EXPANDED LABEL: 2005.244 DE MEDICI
By Samantha Littley
June 2023
Known by de Medici as ‘Big Pearly Yellowcake’, The Theory of Everything 2005 includes symbols that, for her, represent the intemperance of ‘John Howard’s monetary policies’ and ‘neoliberal excess’. Featured are an imaginary, diamond-studded poodle — a dog that was originally bred as a water retriever and clipped so its thick coat would protect its vital organs, only to have its grooming assume purely decorative purposes — and Semper Augustus tulips, a reference to the first documented boom and bust that beset seventeenth-century Holland when tulip bulbs the Dutch East India Company imported from the Ottoman Empire were bartered for untenable prices.

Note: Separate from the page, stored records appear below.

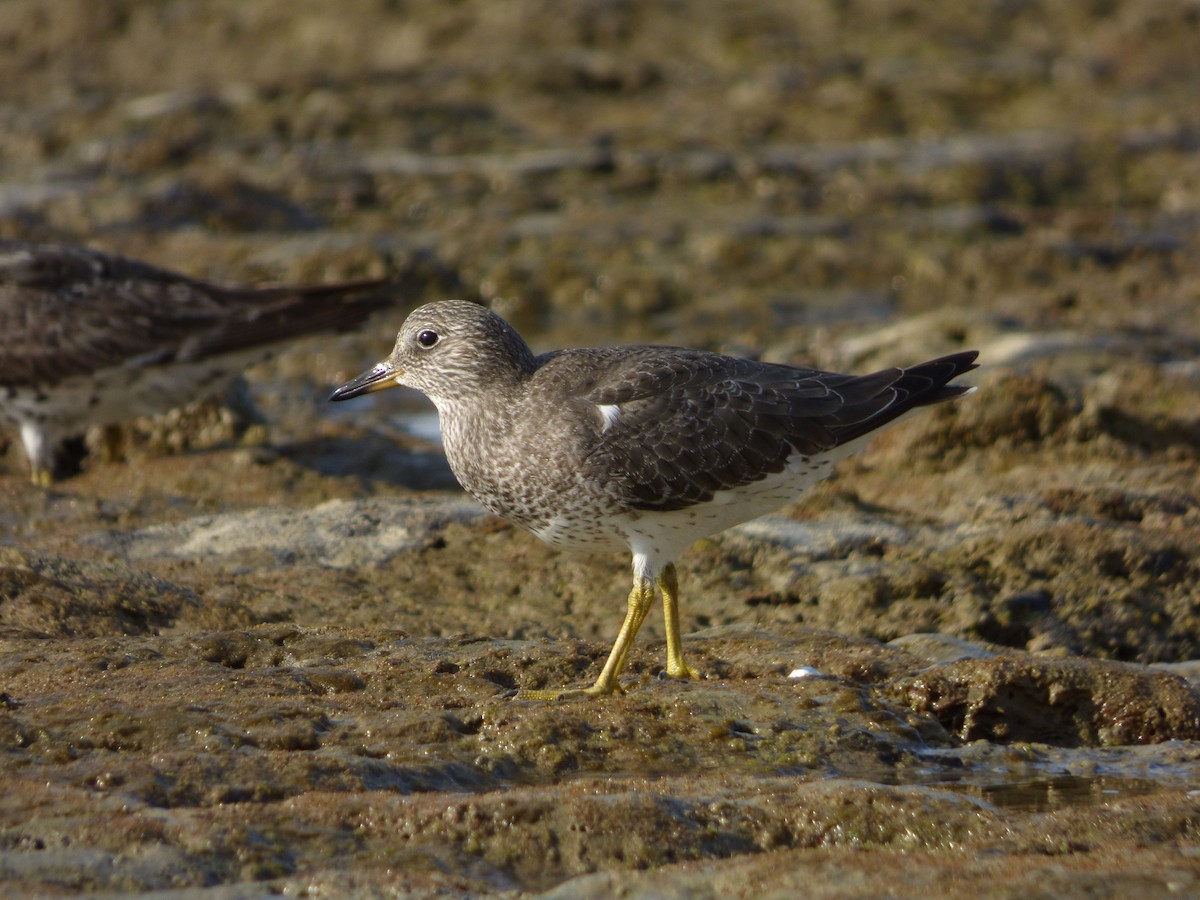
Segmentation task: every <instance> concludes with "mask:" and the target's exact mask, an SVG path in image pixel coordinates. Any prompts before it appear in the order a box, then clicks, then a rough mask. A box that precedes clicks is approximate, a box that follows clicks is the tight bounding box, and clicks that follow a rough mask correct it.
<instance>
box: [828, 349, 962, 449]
mask: <svg viewBox="0 0 1200 900" xmlns="http://www.w3.org/2000/svg"><path fill="white" fill-rule="evenodd" d="M978 355H979V353H978V350H964V352H961V353H952V354H950V355H949V356H940V358H938V359H934V360H929V361H928V362H919V364H918V365H916V366H910V367H908V368H902V370H886V371H884V372H876V373H874V374H868V376H863V377H862V379H860V384H863V385H870V386H872V388H874V386H875V385H878V388H880V390H878V391H870V394H871V396H870V397H869V398H866V397H864V398H863V400H862V401H860V402H858V403H853V402H852V403H847V406H846V408H844V409H842V410H840V412H839V414H838V419H839V421H838V422H836V424H835V425H833V427H830V432H832V433H833V436H834V437H835V438H836V440H838V443H839V444H845V443H848V442H851V440H853V439H854V438H859V437H862V436H864V434H866V433H869V432H872V431H875V430H876V428H880V427H882V426H884V425H887V424H888V422H890V421H893V420H894V419H899V418H900V416H901V415H904V414H905V413H907V412H908V410H911V409H916V408H917V407H924V406H931V404H934V403H943V402H946V401H948V400H954V398H955V397H961V396H962V395H964V394H970V392H971V391H973V390H974V388H972V386H970V385H961V384H950V382H952V380H954V379H955V378H958V377H959V376H960V374H964V373H965V372H970V371H971V370H973V368H978V365H977V364H976V358H977V356H978ZM888 376H892V377H890V378H889V377H888ZM856 380H859V379H856ZM852 384H853V383H851V384H847V385H845V386H840V388H839V392H845V391H847V389H850V390H852ZM854 407H858V408H859V410H860V413H862V415H854V414H853V412H854Z"/></svg>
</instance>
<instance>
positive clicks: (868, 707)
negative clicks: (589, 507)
mask: <svg viewBox="0 0 1200 900" xmlns="http://www.w3.org/2000/svg"><path fill="white" fill-rule="evenodd" d="M1198 46H1200V7H1196V5H1195V4H1194V2H1183V1H1180V2H1174V1H1170V0H1165V1H1164V2H1158V4H1152V5H1147V4H1097V5H1084V4H1057V5H1048V6H1042V5H1036V4H992V5H985V6H979V5H978V4H941V5H931V6H923V5H911V4H901V2H896V4H890V2H882V4H880V2H876V4H828V5H826V4H806V5H794V4H784V2H778V4H773V2H750V4H732V5H725V6H713V5H709V4H689V2H679V4H634V2H619V1H614V2H604V1H601V0H596V1H592V2H571V4H550V2H532V1H529V2H527V1H524V0H518V1H517V2H506V4H486V2H472V1H464V2H454V4H440V2H406V4H378V2H365V1H362V2H347V4H340V5H329V4H320V2H294V4H282V2H277V1H276V0H264V1H262V2H248V4H247V2H206V4H190V2H133V1H132V0H131V1H128V2H109V4H88V2H83V1H79V2H71V1H70V0H55V2H52V4H46V2H41V1H38V0H8V1H7V2H5V4H2V5H0V47H2V48H4V52H2V53H0V84H4V91H2V96H0V161H2V168H0V234H2V235H6V236H17V238H24V239H30V240H61V241H70V242H82V244H89V245H92V246H97V247H101V248H104V250H109V251H114V252H120V253H125V254H128V256H133V257H139V258H143V259H146V260H148V262H152V263H155V264H158V265H163V266H167V268H173V269H178V270H180V271H186V272H188V274H192V275H199V276H204V277H209V278H215V280H221V281H230V282H247V283H265V282H320V281H331V280H337V278H354V277H366V276H388V277H391V278H394V280H395V282H396V306H395V308H394V310H391V311H388V312H384V313H382V314H379V316H378V317H377V318H376V319H374V322H372V323H371V325H368V326H367V328H365V329H362V330H360V331H359V332H356V334H353V335H343V336H337V337H314V338H308V340H305V341H301V342H298V343H296V344H294V346H290V347H288V348H283V349H282V350H281V352H280V353H278V355H277V356H276V358H275V359H274V360H271V361H270V362H268V364H264V365H260V366H257V367H256V368H253V370H251V371H250V372H248V373H247V385H246V391H245V394H246V396H248V397H250V398H251V400H252V402H253V403H254V404H256V406H257V407H258V409H259V410H260V412H262V413H263V416H264V421H265V424H248V422H247V421H245V420H244V419H242V418H239V415H238V414H236V413H235V412H230V410H232V409H236V408H240V407H242V406H244V404H242V403H232V404H230V403H228V402H216V403H214V402H206V403H198V404H197V406H194V407H192V408H190V409H187V410H184V412H181V413H173V414H169V415H166V416H161V418H158V419H155V420H148V421H139V422H133V424H130V425H127V426H126V428H125V438H126V442H125V443H126V449H127V450H126V458H125V460H124V461H106V460H103V458H101V456H100V455H98V454H90V455H86V456H84V457H83V458H82V472H80V474H79V475H77V476H74V478H72V479H68V480H66V481H62V482H60V484H59V485H56V486H55V487H54V488H52V490H49V491H42V490H40V488H36V487H34V486H31V485H30V484H29V482H28V479H26V475H25V470H24V466H25V463H24V458H23V456H22V451H20V448H19V442H17V440H16V438H14V434H12V433H11V432H4V437H0V444H2V442H5V440H7V442H8V446H7V452H6V454H5V455H4V456H2V457H0V642H2V652H0V755H2V757H4V764H2V768H0V883H2V884H4V887H5V888H6V893H12V894H14V895H19V894H40V895H55V894H70V893H76V892H112V893H121V894H132V893H138V892H158V894H160V895H164V896H230V898H232V896H251V895H260V894H262V893H278V892H283V893H290V894H298V895H304V894H307V895H317V894H325V895H362V896H373V895H396V894H416V895H442V894H448V895H474V894H479V895H482V894H496V893H522V892H526V893H539V892H550V893H551V894H552V895H560V896H608V895H613V894H618V893H624V894H625V895H630V896H716V895H721V896H756V898H761V896H776V895H778V896H791V895H794V894H796V893H797V892H798V890H802V889H803V890H804V892H806V893H809V894H812V895H817V896H878V895H883V894H887V895H907V896H922V895H930V894H931V893H936V894H947V895H952V894H961V893H966V892H970V893H972V894H983V895H990V896H1033V895H1046V896H1050V895H1054V896H1085V895H1086V896H1094V895H1164V894H1168V893H1172V894H1178V895H1187V894H1192V893H1196V892H1198V890H1200V854H1198V847H1200V797H1198V796H1196V794H1195V791H1194V787H1193V786H1194V785H1195V784H1198V781H1200V743H1198V742H1200V694H1198V689H1196V680H1195V679H1196V666H1195V662H1194V661H1195V660H1196V659H1200V620H1198V613H1200V589H1198V587H1196V582H1198V577H1200V554H1198V551H1196V547H1198V546H1200V362H1198V358H1200V356H1198V349H1200V263H1198V260H1200V152H1198V150H1200V144H1198V137H1196V136H1198V134H1200V107H1198V106H1196V103H1195V90H1196V85H1198V84H1200V55H1198V54H1196V53H1195V48H1196V47H1198ZM445 296H464V298H474V299H480V300H484V301H486V302H490V304H491V305H493V306H494V307H496V308H498V310H499V311H502V312H503V313H504V314H505V316H508V317H510V318H511V319H512V320H514V322H515V323H516V324H517V325H518V326H520V328H521V329H522V331H524V332H526V334H527V336H528V337H529V340H530V342H532V343H533V344H534V346H535V347H536V348H538V349H548V348H552V347H557V346H565V344H580V343H617V342H635V341H636V342H665V343H678V344H689V346H697V347H706V348H712V349H720V350H726V352H733V353H739V354H750V355H756V356H760V358H763V359H769V360H778V361H791V362H797V364H804V365H816V366H821V367H830V368H854V370H866V368H870V367H871V366H882V365H894V364H905V362H912V361H916V360H918V359H923V358H925V356H929V355H934V354H937V353H943V352H950V350H954V349H959V348H962V347H974V348H978V349H979V350H980V354H982V361H983V362H984V367H983V368H980V370H979V372H978V373H973V374H972V377H973V378H974V382H976V383H977V384H978V385H979V391H978V392H977V394H976V395H973V396H971V397H968V398H966V400H964V401H961V402H959V403H955V404H953V406H946V407H941V408H938V409H936V410H931V412H929V413H928V414H924V415H923V416H920V418H918V419H916V420H913V421H911V422H907V424H905V425H902V426H899V427H898V428H895V430H893V431H889V432H887V433H884V434H882V436H881V437H880V438H878V439H877V440H876V442H875V443H874V444H872V446H871V449H870V450H869V451H866V452H865V454H863V455H862V456H859V457H857V458H854V460H852V461H848V462H847V463H845V464H842V466H841V467H840V468H839V470H838V473H836V475H835V476H834V478H833V479H832V480H829V481H828V482H826V484H824V485H822V486H821V487H820V488H818V490H817V491H815V492H814V493H812V494H811V496H810V498H809V499H808V500H806V502H805V503H803V504H797V505H794V506H790V508H786V509H782V510H780V512H779V515H776V516H773V517H768V518H767V520H762V521H758V522H755V523H749V524H746V526H743V527H739V528H737V529H732V530H731V532H728V533H726V534H724V535H719V536H716V538H713V539H710V540H704V541H701V542H700V544H697V545H696V546H695V547H694V548H692V550H691V551H689V552H688V553H686V554H685V556H684V557H683V558H682V559H680V560H679V569H680V580H682V589H683V619H684V622H683V626H684V631H685V634H686V635H688V637H686V638H685V640H686V646H688V648H689V650H690V653H691V661H692V664H694V665H696V666H697V667H698V668H700V670H701V671H702V672H703V673H704V679H703V680H701V682H697V683H691V684H680V683H676V682H671V680H665V679H660V678H659V677H658V673H659V671H660V670H661V667H662V630H661V623H659V622H654V617H653V616H652V619H650V620H649V622H648V623H647V628H646V630H644V631H643V635H642V638H641V640H640V642H638V644H637V646H636V648H635V650H634V653H632V654H631V658H630V671H629V674H628V682H626V686H628V689H629V690H628V692H626V694H625V695H624V696H619V697H613V698H610V700H605V701H600V702H590V703H588V702H575V701H571V702H564V703H558V704H539V703H530V702H524V701H514V700H511V698H509V697H508V695H509V694H510V692H511V690H512V689H514V688H541V686H558V685H563V684H569V683H572V684H582V683H587V682H588V680H589V679H590V678H593V677H594V674H595V672H596V670H598V666H599V665H600V662H601V661H602V659H604V656H605V654H606V652H607V647H608V642H610V641H611V640H612V636H613V634H614V632H616V629H617V626H618V625H619V619H620V616H622V614H623V611H624V598H625V593H626V592H628V589H629V574H628V560H626V559H624V558H607V557H599V558H589V557H580V556H570V554H563V553H559V552H557V551H552V550H550V548H547V547H545V546H541V545H540V544H538V542H536V541H535V540H534V539H532V538H529V536H528V535H526V534H522V533H520V532H517V530H515V529H512V528H510V527H508V526H505V524H503V523H500V522H497V521H496V520H494V518H491V517H488V516H485V515H484V514H482V512H481V511H480V510H479V509H478V508H476V506H474V505H473V504H472V503H470V500H469V499H468V498H464V497H463V496H462V494H461V492H458V491H457V488H456V487H455V485H454V480H452V478H451V476H450V473H449V470H448V469H446V467H445V462H444V460H443V458H442V456H440V452H439V449H438V445H437V443H436V440H432V439H431V438H430V437H428V434H420V436H414V434H413V433H410V430H409V428H408V424H409V422H416V421H426V422H427V413H428V407H427V406H426V404H422V403H421V401H420V400H418V398H415V397H413V396H403V395H402V394H401V392H390V394H386V395H377V397H372V398H371V401H365V402H361V403H358V404H353V406H349V404H341V406H340V407H330V406H329V404H326V403H325V402H324V398H325V396H328V392H329V389H330V388H331V386H332V385H335V384H337V383H340V382H342V380H344V379H347V378H349V377H352V376H353V374H355V373H358V372H359V371H361V370H362V368H365V367H366V366H367V365H370V364H371V362H373V361H376V360H377V359H379V358H382V356H383V355H384V354H385V353H386V352H388V349H389V347H390V343H391V340H392V336H394V332H395V330H396V328H397V326H398V323H400V322H401V320H402V318H403V314H404V312H406V311H407V308H408V307H410V306H412V305H414V304H416V302H420V301H425V300H432V299H438V298H445ZM216 400H217V401H221V400H222V398H216ZM347 406H349V408H348V409H347V408H346V407H347ZM802 666H809V667H812V668H814V670H816V674H811V676H810V677H806V678H790V677H788V674H790V673H791V672H792V671H793V670H796V668H798V667H802Z"/></svg>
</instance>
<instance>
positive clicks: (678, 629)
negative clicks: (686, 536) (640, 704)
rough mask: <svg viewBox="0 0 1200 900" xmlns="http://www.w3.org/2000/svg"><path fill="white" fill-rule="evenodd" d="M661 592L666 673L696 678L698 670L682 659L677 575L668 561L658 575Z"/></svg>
mask: <svg viewBox="0 0 1200 900" xmlns="http://www.w3.org/2000/svg"><path fill="white" fill-rule="evenodd" d="M659 590H661V592H662V619H664V623H665V625H666V632H667V674H668V676H670V677H671V678H690V679H691V680H697V679H698V678H700V672H697V671H696V670H695V668H692V667H691V666H689V665H688V664H686V662H684V661H683V638H682V637H680V636H679V602H678V600H677V598H678V596H679V576H678V575H677V572H676V569H674V563H668V564H667V568H666V569H664V570H662V574H661V575H660V576H659Z"/></svg>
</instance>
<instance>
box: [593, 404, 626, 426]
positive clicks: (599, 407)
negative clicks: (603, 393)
mask: <svg viewBox="0 0 1200 900" xmlns="http://www.w3.org/2000/svg"><path fill="white" fill-rule="evenodd" d="M596 409H599V410H600V418H601V419H604V425H601V426H600V431H602V432H604V431H608V428H611V427H612V426H613V425H616V424H617V420H618V419H620V407H619V406H617V404H616V403H596Z"/></svg>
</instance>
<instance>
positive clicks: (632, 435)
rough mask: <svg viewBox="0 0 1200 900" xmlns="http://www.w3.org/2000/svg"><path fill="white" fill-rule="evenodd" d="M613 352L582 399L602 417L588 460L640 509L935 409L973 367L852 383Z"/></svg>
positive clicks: (858, 377) (747, 367) (755, 480)
mask: <svg viewBox="0 0 1200 900" xmlns="http://www.w3.org/2000/svg"><path fill="white" fill-rule="evenodd" d="M601 353H605V352H601ZM606 353H608V354H610V355H612V364H611V365H608V366H601V368H600V374H599V376H598V377H596V380H595V383H594V384H592V385H584V390H582V391H581V396H582V397H583V398H584V400H586V401H588V402H589V403H593V404H595V407H596V409H598V412H596V422H598V428H596V436H595V442H594V444H593V445H592V448H590V451H589V452H588V455H587V460H586V464H587V466H590V467H593V468H594V470H595V472H596V473H598V474H600V473H604V475H602V476H604V478H605V479H606V482H607V485H608V488H610V490H614V491H617V492H618V493H619V494H620V496H622V498H623V499H624V500H625V502H626V503H629V504H630V505H634V506H635V508H638V509H658V510H671V509H683V508H685V506H689V505H692V504H695V503H701V502H704V500H709V499H712V497H713V494H714V493H715V492H716V491H721V490H728V488H733V487H739V486H742V485H746V484H750V482H752V481H757V480H760V479H762V478H766V476H767V475H769V474H772V473H778V472H782V470H784V469H785V467H786V466H787V463H788V458H790V457H792V456H793V455H796V454H799V455H802V456H812V455H815V454H820V452H822V451H827V450H832V449H833V448H835V446H838V445H839V444H841V443H845V442H846V440H850V439H853V438H854V437H858V436H860V434H863V433H865V432H868V431H870V430H872V428H875V427H878V426H880V425H883V424H884V422H887V421H890V420H892V419H893V418H895V416H898V415H900V414H902V413H904V412H905V410H906V409H908V408H911V407H912V406H917V404H918V403H920V402H934V400H936V398H935V397H932V396H931V395H930V392H931V391H934V390H935V386H941V385H942V384H944V382H946V380H948V379H949V378H952V377H954V374H958V373H959V372H960V371H965V370H964V368H962V365H965V364H962V362H961V361H960V365H958V366H944V365H943V366H941V367H937V366H936V365H935V364H924V365H925V366H935V368H934V372H932V374H935V376H937V378H935V377H931V376H930V373H928V372H922V373H919V374H918V376H917V377H916V378H914V379H911V382H912V384H910V385H905V377H906V371H905V370H900V368H887V370H882V371H880V372H874V373H871V374H866V376H847V374H836V373H832V372H821V371H818V370H811V368H793V367H791V366H776V365H767V364H761V362H755V361H752V360H744V359H734V358H731V356H721V355H718V354H710V353H703V352H698V350H684V349H674V348H632V349H631V350H628V352H612V350H611V352H606ZM964 355H970V356H971V358H972V359H973V354H964ZM935 362H936V361H935ZM914 368H918V367H914ZM910 371H911V370H910ZM938 378H940V380H938ZM898 385H901V389H898ZM958 392H961V391H960V390H959V389H954V390H953V394H954V395H956V394H958ZM926 395H930V396H928V397H926ZM923 397H926V398H924V400H923ZM937 398H941V397H937ZM946 398H948V397H946Z"/></svg>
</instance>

These emblems of extravagance nestle beside more sinister objects, including exploded ammunition and a Smith & Wesson M&P pistol. The tableau recalls seventeenth-century Dutch still-life paintings that warn of the lure of worldly possessions. In the background looms the Ranger Uranium Mine, in the Northern Territory, which de Medici explains:
. . . lies in the middle of [Kakadu] national park. On traditional lands . . . So [it is] the idea of wealth at any cost, and acquisition at any cost . . . it’s a hideous critique of what’s going on.